Après la modération tarifaire annoncée pour l’année prochaine, les assureurs risquent de renouer avec de fortes hausses en 2024. « Notre hypothèse, c’est qu’on va être sur des hausses qui seront inévitablement violentes, déclare Cyrille Chartier-Kastler, fondateur de Facts & Figures, un cabinet d’études spécialisé. On ne voit pas comment on pourra être en dehors de hausses de 6 % à 8 % en 2024 ».
Ces dernières années, les contrats d’assurance automobile et habitation ont connu des augmentations relativement faibles – comprises entre 1 % et 2 % – mais la hausse des prix va impacter la profession. Pour 2023, les assureurs se sont engagés sous la pression de Bercy à limiter la hausse des primes d’assurance des particuliers à un rythme inférieur à l’inflation. Celle-ci s’élève actuellement à 6,2 % en France.
En janvier, Cyrille Chartier-Kastler table donc sur des hausses de 3 % à 5 % dans l’assurance automobile et l’assurance habitation. Une évolution sensible des tarifs, mais qui aurait pu être pire pour les consommateurs.
L’expert estime en effet que les assureurs ont les moyens d’absorber l’inflation à court terme. Ils ont notamment fait des marges pendant les confinements (les assurés ayant peu conduit et donc eu peu de sinistres) même si les événements climatiques de 2022 ont inversement pesé sur leurs résultats.
Pression des salaires
Mais au-delà, les compagnies seront confrontées à trois formes de pression importantes. Premièrement, les salaires. Comme en témoignent les accords appliqués chez AXA ou Groupama, les revalorisations pourraient être en moyenne de l’ordre de 4 % à 5 % dans la profession dès l’an prochain. Une rupture après des années de modération salariale dans un contexte d’inflation au plancher.
Deuxièmement, les frais généraux. Au-delà des salaires, les compagnies d’assurance doivent elles aussi payer une facture d’électricité. « Troisièmement, il y a toute l’inflation qui vient de la chaîne de réparation, insiste l’expert. Le prix des pièces détachées explose ». Selon ses estimations, le prix moyen d’un rétroviseur a par exemple augmenté de 6 % entre 2021 et 2022, voire de 11 % pour les modèles SUV.
Dans le cadre de ses engagements en faveur du pouvoir d’achat, fin septembre, la fédération professionnelle France Assureurs avait d’ailleurs obtenu du ministre de l’Economie, Bruno Le Maire, l’installation d’un groupe de travail sur les pièces de rechange avec toutes les parties prenantes, y compris les constructeurs automobiles et leurs sous-traitants. Depuis, ces travaux n’ont pas fait l’objet d’avancées particulières.

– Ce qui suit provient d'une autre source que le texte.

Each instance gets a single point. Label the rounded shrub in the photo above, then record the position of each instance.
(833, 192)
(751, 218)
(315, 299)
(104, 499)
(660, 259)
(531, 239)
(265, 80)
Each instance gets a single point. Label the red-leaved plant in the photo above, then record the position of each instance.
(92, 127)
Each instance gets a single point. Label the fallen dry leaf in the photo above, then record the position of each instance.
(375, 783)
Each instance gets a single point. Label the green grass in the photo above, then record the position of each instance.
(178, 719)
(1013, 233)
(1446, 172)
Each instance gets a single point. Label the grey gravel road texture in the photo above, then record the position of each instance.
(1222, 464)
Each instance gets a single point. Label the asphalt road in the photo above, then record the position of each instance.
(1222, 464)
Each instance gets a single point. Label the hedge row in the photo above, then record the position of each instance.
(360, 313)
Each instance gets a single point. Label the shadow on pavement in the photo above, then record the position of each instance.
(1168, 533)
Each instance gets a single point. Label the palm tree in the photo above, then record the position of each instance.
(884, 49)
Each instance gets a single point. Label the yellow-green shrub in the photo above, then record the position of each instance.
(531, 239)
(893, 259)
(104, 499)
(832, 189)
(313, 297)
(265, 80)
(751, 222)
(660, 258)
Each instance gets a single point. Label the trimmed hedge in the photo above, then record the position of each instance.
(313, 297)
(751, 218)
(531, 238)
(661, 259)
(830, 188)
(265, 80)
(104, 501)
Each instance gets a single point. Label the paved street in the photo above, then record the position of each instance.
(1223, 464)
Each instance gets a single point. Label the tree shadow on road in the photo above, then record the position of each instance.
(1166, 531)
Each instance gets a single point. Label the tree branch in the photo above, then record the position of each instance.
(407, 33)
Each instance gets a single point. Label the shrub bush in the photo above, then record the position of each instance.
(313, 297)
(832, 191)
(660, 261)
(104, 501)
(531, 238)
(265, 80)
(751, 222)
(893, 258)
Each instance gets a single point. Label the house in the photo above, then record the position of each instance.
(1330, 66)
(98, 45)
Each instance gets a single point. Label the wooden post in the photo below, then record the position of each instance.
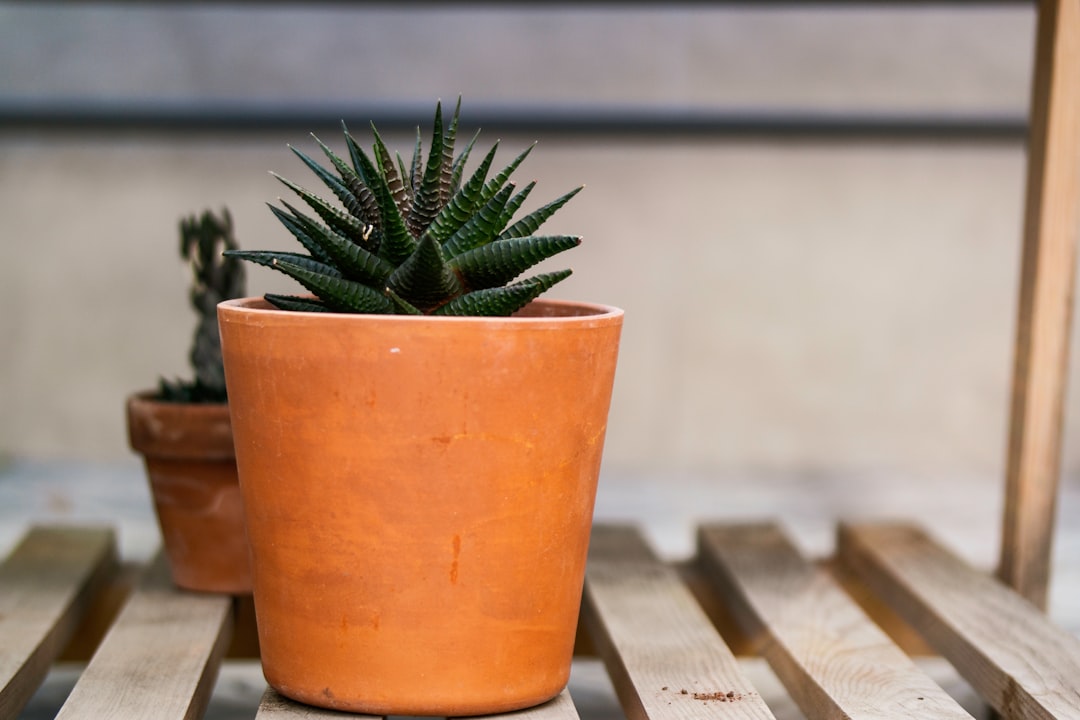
(1051, 222)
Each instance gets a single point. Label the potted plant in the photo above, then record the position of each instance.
(183, 431)
(419, 439)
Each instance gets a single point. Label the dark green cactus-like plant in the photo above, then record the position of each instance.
(417, 239)
(204, 242)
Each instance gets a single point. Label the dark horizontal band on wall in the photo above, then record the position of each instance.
(592, 122)
(571, 3)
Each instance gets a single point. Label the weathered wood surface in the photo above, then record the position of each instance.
(665, 659)
(1002, 644)
(46, 585)
(159, 660)
(834, 661)
(274, 706)
(1048, 270)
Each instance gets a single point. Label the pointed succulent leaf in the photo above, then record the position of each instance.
(531, 222)
(341, 190)
(403, 307)
(338, 294)
(295, 303)
(433, 190)
(482, 228)
(364, 236)
(351, 259)
(342, 222)
(496, 182)
(502, 300)
(272, 258)
(417, 164)
(302, 227)
(459, 163)
(360, 202)
(501, 261)
(390, 174)
(397, 243)
(424, 280)
(406, 176)
(464, 202)
(514, 204)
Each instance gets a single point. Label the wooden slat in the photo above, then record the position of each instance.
(45, 587)
(1045, 302)
(274, 706)
(665, 659)
(160, 659)
(834, 661)
(1002, 644)
(559, 708)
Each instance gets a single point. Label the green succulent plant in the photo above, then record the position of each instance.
(417, 239)
(205, 241)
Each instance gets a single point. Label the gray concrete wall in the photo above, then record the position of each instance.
(790, 306)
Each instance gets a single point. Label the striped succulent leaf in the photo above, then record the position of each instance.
(423, 236)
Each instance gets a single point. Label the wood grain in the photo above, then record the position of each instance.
(160, 659)
(275, 706)
(834, 661)
(665, 659)
(1048, 269)
(1002, 644)
(46, 585)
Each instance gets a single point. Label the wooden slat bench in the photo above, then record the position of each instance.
(665, 656)
(657, 625)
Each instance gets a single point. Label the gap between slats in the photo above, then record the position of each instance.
(46, 585)
(274, 706)
(1002, 644)
(665, 659)
(834, 661)
(161, 656)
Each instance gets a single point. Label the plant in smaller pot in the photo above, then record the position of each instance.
(419, 442)
(184, 433)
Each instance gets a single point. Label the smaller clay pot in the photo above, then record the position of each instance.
(192, 472)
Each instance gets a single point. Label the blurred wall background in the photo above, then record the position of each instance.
(793, 303)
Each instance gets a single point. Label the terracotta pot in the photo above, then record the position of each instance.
(419, 496)
(192, 472)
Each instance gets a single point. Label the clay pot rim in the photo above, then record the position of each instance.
(539, 312)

Compagnies par agents plus agressives
L’amplitude finale de la hausse des tarifs dépendra toutefois de la concurrence. Après avoir cédé des parts de marché, notamment au profit des bancassureurs comme Crédit Agricole ou Crédit Mutuel, les compagnies distribuant par agents généraux (AXA, Allianz, Generali) mettent en place des politiques tarifaires agressives en affaires nouvelles dans l’automobile, selon Facts & Figures.
Dans l’assurance habitation, elles n’hésitent pas en revanche à laisser filer une partie de leur portefeuille tandis que les mutuelles sans intermédiaires (Covéa, Aéma…), les bancassureurs et les assurtechs (Leocare, Lovys…) sont les plus agressifs en matière tarifaire. « Les réseaux d’agents généraux sont en moyenne 10 % plus chers que le marché », estime Facts & Figures, qui réalise son baromètre annuel sur la base d’enquêtes anonymes.